I would never “un-take” either degree, but I do wish I’d gotten a business degree, too.
I have a B.A. in English Lit from UCLA. My plan was to get an MLS, but I decided to take some time off. Ended up never going back, and the last 40 years of my working life (I’m retired) was in IT.
But I learned a ton of skills getting my undergraduate degree that have served me all my life.

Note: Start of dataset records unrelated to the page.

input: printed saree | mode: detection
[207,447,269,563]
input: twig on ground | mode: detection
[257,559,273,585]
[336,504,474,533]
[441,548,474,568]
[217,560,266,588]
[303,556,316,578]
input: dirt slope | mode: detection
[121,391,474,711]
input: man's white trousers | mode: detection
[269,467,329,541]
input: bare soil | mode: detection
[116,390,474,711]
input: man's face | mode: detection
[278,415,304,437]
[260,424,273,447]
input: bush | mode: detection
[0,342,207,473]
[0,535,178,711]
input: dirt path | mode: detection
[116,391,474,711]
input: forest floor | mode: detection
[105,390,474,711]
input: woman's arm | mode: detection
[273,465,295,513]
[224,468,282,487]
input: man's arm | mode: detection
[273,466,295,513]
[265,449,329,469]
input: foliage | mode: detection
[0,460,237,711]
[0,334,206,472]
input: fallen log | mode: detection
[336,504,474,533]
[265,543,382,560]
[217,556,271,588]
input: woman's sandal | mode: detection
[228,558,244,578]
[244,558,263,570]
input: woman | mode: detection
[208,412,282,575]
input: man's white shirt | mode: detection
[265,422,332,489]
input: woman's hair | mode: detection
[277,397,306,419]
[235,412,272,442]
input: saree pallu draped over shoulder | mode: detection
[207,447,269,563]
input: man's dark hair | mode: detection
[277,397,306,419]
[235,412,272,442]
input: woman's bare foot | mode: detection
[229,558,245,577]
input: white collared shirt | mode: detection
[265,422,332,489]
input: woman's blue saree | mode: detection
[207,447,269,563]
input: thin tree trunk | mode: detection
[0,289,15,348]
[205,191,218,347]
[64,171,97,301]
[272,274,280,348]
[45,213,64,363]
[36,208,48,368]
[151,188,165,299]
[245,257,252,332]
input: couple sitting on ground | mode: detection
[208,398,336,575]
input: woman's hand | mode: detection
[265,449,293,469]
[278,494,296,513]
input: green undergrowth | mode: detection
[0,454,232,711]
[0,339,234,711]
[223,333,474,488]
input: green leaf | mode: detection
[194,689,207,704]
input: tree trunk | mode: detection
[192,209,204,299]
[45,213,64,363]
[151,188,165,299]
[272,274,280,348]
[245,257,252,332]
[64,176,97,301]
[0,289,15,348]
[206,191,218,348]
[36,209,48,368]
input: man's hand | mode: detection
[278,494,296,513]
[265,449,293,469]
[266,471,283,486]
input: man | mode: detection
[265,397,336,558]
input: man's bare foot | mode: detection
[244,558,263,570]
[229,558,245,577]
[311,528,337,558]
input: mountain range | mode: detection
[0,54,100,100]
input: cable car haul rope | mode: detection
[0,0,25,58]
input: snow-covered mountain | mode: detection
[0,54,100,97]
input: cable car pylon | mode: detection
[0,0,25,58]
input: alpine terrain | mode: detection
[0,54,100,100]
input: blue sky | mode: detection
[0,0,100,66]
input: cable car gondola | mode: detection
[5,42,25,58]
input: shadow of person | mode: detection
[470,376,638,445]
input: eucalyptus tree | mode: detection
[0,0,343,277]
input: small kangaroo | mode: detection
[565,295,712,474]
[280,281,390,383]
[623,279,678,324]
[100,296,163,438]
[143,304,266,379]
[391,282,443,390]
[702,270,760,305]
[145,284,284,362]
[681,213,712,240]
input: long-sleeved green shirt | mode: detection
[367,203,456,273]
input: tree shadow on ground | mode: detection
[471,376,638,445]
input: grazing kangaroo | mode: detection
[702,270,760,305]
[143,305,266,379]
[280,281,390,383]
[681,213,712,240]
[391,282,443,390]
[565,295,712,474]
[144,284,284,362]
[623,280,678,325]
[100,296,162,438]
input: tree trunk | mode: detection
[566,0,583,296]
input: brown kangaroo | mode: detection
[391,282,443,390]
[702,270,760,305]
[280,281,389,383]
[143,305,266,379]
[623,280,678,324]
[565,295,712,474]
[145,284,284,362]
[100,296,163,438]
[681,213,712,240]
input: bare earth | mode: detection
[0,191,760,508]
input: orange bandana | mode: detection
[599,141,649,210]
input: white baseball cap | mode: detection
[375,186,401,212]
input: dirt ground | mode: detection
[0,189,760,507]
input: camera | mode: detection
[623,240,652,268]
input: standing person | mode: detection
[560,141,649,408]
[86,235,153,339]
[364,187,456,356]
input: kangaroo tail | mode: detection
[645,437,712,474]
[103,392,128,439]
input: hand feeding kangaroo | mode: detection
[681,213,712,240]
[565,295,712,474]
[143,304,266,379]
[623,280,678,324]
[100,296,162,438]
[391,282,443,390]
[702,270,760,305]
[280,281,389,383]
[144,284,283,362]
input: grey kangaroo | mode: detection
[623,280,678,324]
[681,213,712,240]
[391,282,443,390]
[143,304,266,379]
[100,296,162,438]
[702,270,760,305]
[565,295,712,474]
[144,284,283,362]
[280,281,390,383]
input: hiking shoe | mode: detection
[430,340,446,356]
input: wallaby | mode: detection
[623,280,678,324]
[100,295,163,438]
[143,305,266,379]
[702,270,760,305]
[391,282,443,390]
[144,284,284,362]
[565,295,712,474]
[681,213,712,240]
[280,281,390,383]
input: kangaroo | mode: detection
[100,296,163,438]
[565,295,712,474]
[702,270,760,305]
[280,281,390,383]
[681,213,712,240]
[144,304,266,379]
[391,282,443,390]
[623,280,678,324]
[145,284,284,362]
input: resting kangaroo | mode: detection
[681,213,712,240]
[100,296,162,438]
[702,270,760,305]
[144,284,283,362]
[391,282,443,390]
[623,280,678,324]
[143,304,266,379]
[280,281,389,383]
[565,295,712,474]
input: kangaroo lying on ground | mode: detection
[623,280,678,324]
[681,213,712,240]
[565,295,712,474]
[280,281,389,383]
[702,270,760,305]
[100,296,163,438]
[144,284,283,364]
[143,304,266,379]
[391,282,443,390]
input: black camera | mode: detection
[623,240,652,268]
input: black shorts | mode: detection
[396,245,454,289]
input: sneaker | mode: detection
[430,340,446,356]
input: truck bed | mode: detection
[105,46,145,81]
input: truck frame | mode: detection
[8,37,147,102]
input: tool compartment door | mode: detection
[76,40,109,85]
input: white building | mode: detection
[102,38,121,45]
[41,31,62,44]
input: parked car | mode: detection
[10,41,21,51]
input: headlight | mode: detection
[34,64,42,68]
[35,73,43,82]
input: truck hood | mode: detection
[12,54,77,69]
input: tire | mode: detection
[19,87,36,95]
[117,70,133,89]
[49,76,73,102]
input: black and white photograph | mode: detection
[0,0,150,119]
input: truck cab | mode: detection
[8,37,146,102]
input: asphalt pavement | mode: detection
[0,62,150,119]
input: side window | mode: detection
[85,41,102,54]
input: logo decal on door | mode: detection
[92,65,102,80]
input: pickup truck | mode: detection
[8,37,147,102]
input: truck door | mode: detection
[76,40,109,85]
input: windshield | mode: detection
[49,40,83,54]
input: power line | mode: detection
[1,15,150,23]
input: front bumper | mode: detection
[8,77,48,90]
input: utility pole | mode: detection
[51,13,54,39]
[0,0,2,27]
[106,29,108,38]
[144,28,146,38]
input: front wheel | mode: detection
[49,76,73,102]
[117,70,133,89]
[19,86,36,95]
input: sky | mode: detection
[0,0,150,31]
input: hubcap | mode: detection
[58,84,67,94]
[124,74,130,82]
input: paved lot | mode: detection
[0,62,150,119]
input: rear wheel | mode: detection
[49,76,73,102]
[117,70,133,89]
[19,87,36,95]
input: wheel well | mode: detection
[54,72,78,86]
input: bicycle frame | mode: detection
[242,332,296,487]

I think a liberal arts degree is valuable, but more as a generic degree that isn’t always worth high tuition. With a STEM degree, often the degree directly translates into an associated career with well defined salary ranges. It’s going to be relatively straightforward to figure out how to earn back $100k in tuition spent for a computer science degree, but that’s not necessarily the case with a liberal arts degree. Often, the liberal arts degree itself doesn’t translate into a high-paying salary directly. It serves more as a generic degree that opens doors to many different kinds of jobs that require a college degree. It probably makes sense to be more financially conservative when going into debt to get a liberal arts degree since it will require more creativity and perseverance to pay for the debt.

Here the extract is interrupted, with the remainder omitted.